FirstNet officials recently traveled to New Orleans to exhibit at the National Association of EMS Physicians (NAEMSP) conference. NAEMSP is a national organization created more than 30 years ago for EMS physicians responsible for medical care in an out-of-hospital setting.
The NAEMSP annual meeting provided an opportunity for physicians, fellows, associated professionals and students to meet and discuss ways to improve out-of-hospital emergency medical care. This was FirstNet’s first time exhibiting at the conference, which is attended by more than 800 people from around the world.
EMS Board Member Kevin McGinnis joined Senior EMS Advisor Brent Williams to meet with EMS physicians and listen to their ideas, provide updates on FirstNet, and answer questions related to the deployment of the nationwide public safety broadband network.
The FirstNet network will provide significant ways to improve out-of-hospital emergency care for physicians, paramedics and EMTs alike. Emergency medicine, especially in the field, is one of the most challenging areas of medical care. FirstNet will provide emergency medical professionals access to more data in real-time. This will increase situational awareness for EMTs, and being able to transfer and receive medical information over a secure, prioritized network could enhance tele-medical care in general—especially in rural areas or areas where there are large events and crowds of people.
Many conversations at NAEMSP were held with EMS physicians, most of whom serve as the medical directors for their local EMS agencies. There was a lot of excitement about the potential of FirstNet and discussions of how the network could be used to enhance patient care in the EMS setting. EMS agencies are increasingly using commercial wireless providers to transmit various types of medical data, and several physicians said that those uses were often slowed or restricted by busy commercial spectrum.

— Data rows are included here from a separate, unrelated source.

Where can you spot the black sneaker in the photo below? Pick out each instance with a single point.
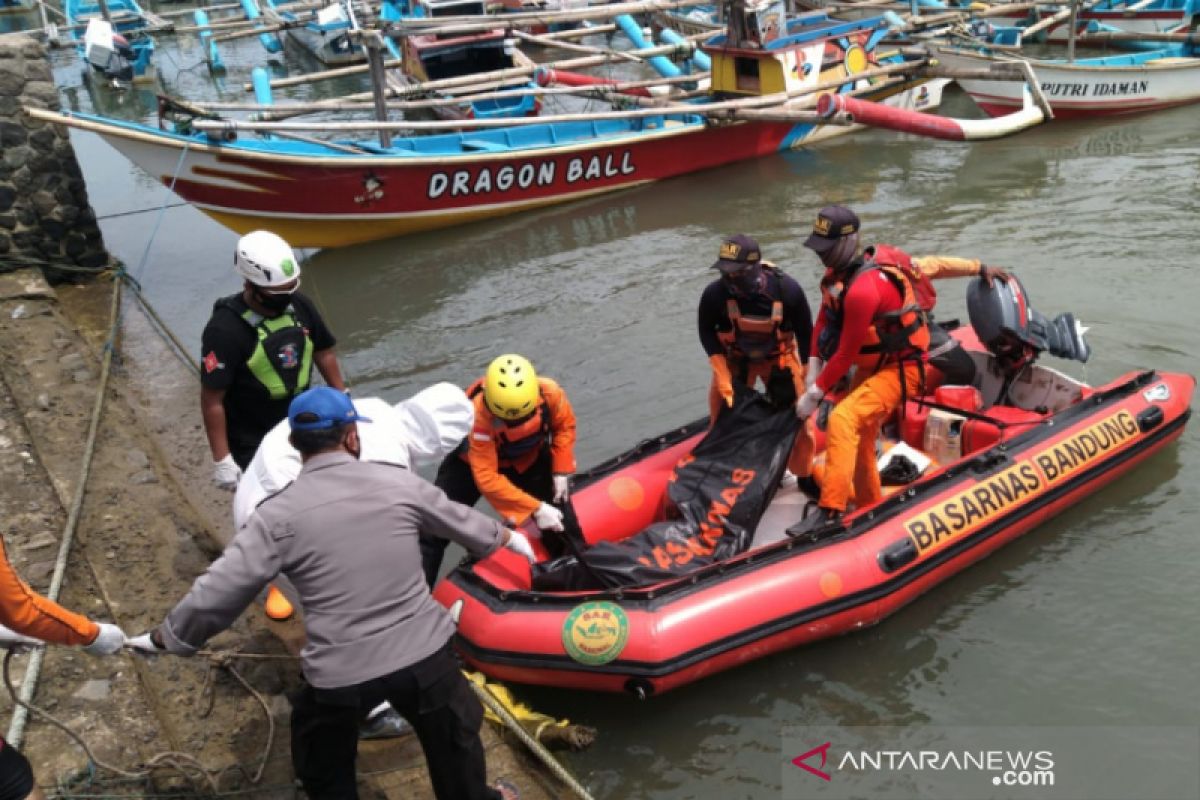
(385, 725)
(816, 524)
(507, 789)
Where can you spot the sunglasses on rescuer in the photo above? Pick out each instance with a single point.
(279, 290)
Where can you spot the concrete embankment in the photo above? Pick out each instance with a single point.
(149, 524)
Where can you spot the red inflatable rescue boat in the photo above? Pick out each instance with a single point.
(1044, 443)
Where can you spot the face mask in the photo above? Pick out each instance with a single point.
(841, 254)
(353, 445)
(747, 281)
(273, 302)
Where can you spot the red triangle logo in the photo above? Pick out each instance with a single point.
(803, 757)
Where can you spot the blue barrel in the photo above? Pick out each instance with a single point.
(661, 64)
(700, 59)
(211, 54)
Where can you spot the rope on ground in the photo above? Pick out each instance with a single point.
(185, 764)
(29, 684)
(485, 696)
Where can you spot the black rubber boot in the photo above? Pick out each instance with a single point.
(809, 486)
(816, 524)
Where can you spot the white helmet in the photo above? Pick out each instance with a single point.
(265, 260)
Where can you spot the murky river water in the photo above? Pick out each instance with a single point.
(1091, 619)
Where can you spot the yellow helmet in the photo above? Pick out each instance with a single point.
(510, 388)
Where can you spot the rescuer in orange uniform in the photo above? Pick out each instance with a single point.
(520, 453)
(755, 325)
(28, 618)
(874, 316)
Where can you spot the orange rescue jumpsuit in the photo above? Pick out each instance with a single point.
(27, 612)
(555, 417)
(851, 471)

The NAEMSP exhibit hall featured several examples of software applications that aggregate field EMS patient data; send it to the hospital; and there, present it in video form that is visually organized. Apps like these help hospital staff keep track of incoming patients and stay abreast of treatments they receive in the field. Today, many similar apps are slowed as they use commercial networks for transmission. They could be helped with the high-speed possibilities of the FirstNet network.
FirstNet appreciates the opportunity to work closely with EMS associations, and having a larger presence this year at NAEMSP was especially important as we move closer to network deployment. We look forward to our continued work with NAEMSP, partnering with their EMS physician members to enhance the lifesaving work they do for the out-of-hospital medical community.